Lord Percival Bretagne stepped into a room alive with the vibrancy of a young night and grasped in an instant that he would be known.

This gaming hell was exclusive, a playground for the ultra-wealthy. Here, the son of a duke—even a younger one, like himself—would be hard pressed to remain anonymous. Society circles ran small and tight in London. He should have stuck to the dicier hells. But in those places the stakes were too low, and he needed to strike his enemy where it hurt: deep in his banking account.

From finely woven Persian carpets to walls bedecked with gold-shot silk brocade up to the high ceiling lit with crystal candelabra, bright opulence winked optimistic light and beckoned Percy to follow its uncertain promise. Impassive male servants circulated through the crowd, champagne and spirits balanced on trays polished to high shine. Strumpets, clad in diaphanous fabrics that left naught to the imagination, tripped through the room on light feet, flirtatious laughter trailing in their wake, laughter that didn’t quite reach their eyes.

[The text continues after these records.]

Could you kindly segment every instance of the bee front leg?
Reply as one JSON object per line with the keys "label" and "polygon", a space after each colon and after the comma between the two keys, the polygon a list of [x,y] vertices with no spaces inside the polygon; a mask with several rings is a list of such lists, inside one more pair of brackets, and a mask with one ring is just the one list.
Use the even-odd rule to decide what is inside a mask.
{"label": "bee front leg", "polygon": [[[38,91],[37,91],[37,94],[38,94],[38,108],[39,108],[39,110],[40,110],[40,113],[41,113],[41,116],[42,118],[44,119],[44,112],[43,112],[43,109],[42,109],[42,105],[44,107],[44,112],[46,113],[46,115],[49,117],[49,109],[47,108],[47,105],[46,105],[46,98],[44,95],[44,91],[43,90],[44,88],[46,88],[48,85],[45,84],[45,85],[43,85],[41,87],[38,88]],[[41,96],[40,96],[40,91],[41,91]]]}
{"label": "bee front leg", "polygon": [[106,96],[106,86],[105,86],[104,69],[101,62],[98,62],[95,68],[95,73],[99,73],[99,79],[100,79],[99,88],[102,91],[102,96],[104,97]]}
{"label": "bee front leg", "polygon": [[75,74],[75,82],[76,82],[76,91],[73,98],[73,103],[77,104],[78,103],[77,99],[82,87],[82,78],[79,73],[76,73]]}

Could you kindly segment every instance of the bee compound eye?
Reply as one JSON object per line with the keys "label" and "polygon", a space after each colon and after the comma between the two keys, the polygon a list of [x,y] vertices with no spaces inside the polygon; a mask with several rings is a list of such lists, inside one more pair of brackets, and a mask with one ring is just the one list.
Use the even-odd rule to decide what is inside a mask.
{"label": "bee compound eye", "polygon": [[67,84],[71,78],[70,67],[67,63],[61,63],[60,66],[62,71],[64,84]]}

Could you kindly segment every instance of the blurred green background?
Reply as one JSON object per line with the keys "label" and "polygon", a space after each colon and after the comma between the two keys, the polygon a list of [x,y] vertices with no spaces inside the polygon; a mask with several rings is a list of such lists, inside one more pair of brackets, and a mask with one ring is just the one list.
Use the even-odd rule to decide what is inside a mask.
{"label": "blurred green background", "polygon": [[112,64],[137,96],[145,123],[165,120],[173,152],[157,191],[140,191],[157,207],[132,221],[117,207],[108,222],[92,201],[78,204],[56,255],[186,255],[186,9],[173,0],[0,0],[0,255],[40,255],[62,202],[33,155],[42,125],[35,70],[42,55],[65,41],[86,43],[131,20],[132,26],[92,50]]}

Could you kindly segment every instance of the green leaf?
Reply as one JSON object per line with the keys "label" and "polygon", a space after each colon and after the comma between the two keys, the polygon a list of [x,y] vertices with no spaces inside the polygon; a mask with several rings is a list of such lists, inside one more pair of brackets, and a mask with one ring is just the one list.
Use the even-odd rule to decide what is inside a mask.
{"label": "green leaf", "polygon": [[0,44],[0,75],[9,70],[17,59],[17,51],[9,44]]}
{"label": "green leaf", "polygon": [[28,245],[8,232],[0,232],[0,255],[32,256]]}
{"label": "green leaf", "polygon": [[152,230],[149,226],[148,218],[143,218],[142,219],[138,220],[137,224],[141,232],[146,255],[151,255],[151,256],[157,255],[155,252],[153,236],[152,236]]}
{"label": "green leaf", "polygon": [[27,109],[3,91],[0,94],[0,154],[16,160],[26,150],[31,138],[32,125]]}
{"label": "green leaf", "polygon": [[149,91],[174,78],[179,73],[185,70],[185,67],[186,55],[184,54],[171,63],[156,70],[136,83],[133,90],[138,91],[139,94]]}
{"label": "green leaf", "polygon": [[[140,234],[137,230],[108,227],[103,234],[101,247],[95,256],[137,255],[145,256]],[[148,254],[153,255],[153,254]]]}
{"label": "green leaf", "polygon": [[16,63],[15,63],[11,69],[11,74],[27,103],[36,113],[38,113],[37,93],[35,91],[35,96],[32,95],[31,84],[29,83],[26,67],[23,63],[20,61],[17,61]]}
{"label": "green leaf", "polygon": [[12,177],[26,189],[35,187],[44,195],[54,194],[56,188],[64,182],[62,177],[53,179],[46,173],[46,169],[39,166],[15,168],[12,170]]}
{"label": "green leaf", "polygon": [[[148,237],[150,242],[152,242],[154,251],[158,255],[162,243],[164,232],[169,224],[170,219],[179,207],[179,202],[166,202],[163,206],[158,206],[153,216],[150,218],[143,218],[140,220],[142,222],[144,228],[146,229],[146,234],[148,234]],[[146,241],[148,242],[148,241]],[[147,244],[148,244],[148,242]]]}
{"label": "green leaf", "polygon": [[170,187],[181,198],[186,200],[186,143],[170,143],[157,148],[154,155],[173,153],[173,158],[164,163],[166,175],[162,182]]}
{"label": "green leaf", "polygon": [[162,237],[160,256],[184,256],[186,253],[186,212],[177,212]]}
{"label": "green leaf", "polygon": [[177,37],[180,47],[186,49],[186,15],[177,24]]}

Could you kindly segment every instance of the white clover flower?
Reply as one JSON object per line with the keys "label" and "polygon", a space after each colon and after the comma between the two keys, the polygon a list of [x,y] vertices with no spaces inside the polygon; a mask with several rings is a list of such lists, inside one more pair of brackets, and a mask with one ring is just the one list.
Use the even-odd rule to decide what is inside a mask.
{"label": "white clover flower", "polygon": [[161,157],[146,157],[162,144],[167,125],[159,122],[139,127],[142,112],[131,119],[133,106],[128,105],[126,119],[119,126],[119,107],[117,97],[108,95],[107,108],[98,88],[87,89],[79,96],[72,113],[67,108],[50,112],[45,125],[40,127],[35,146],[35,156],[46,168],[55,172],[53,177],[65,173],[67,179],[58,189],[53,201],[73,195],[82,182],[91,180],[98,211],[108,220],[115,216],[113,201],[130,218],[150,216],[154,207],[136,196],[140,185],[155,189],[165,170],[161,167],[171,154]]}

Percy’s gaze narrowed on Number 9’s patrons, seated at various gaming tables that offered any man with the right amount of wealth or family connections the opportunity to test his luck. To a one, they wore the specific look of the well-heeled and moneyed, an air of Eton and Harrow hanging about them, half an eye on the gaming, the other half on the female flesh.

Percy descended three quick steps and entered the fray. A few faintly curious eyes glanced up, only to return to their game the next moment.

“Champagne, milord?” inquired a plaintive cockney whine at his side. He was about to decline the offer when he found a pair of familiar eyes the hue of a turquoise stone staring up at him. “Follow me,” she said, low, her voice again her own. She led him to an alcove hidden behind a large curtain that she must have already scouted. Hortense was ever prepared.

“Where did you procure that?” Percy indicated her costume of gossamer silk that left little to the imagination. He didn’t like her wearing such revealing clothing.

“From the doorman. He knew Nick.”

Hortense didn’t need to elaborate further. During their years in France and the Continent, Lord Nicholas Asquith, their handler and friend, had been expert at securing favors here and there, names and places passed along on the breeze, this or that useful bit of intelligence in exchange for a scrap of coin or safe passage across the Channel. This French doorman must have been quite useful to Nick for him to be in London.

Serious blue eyes snapped at Percy. Hortense had the sort of gaze that could see past skin and muscle, down to the marrow of bone. “Are you certain about tonight, Bretagne? This Savior of St.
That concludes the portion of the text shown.